En France, l’enjeu se compte aussi en vies. L’alcool est associé à environ 41 000 décès par an, selon Santé publique France, ce qui en fait la troisième cause de mortalité évitable derrière le tabac et la pollution de l’air. Ozempic et Wegovy y sont devenus des noms familiers, associés à la perte de poids et aux polémiques sur le détournement des stylos injecteurs. Aucun n’est prescrit pour aider à boire moins, et c’est bien là que les médecins mettent en garde : se piquer soi-même dans cet espoir, sans encadrement, revient à jouer avec un médicament puissant hors de tout contrôle.
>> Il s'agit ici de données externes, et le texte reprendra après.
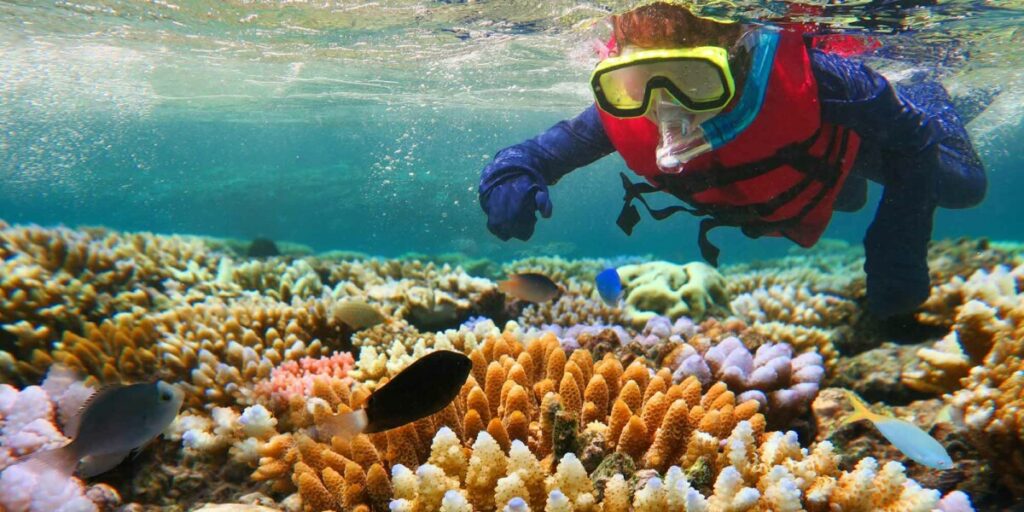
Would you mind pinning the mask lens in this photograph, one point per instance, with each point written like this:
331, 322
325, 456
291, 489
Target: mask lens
697, 84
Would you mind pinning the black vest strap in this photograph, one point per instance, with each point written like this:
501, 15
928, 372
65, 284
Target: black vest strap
629, 216
749, 217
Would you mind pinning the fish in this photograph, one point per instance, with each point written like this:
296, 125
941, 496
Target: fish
423, 388
529, 287
357, 314
609, 286
908, 438
113, 423
262, 247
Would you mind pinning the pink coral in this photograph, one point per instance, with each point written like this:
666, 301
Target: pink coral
296, 378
Le paradoxe est là. La dépendance à l’alcool dispose de très peu de traitements, et ceux qui existent servent peu, faute d’être connus ou tolérés. Qu’une molécule pensée pour le diabète vienne bousculer ce désert thérapeutique suffit à expliquer l’emballement scientifique. Pour l’heure, la prudence reste la règle : les agences sanitaires rappellent qu’aucune piqûre ne remplace un suivi éprouvé, et que la promesse d’un stylo contre l’alcool devra d’abord tenir devant des essais plus grands que ceux menés jusqu’ici.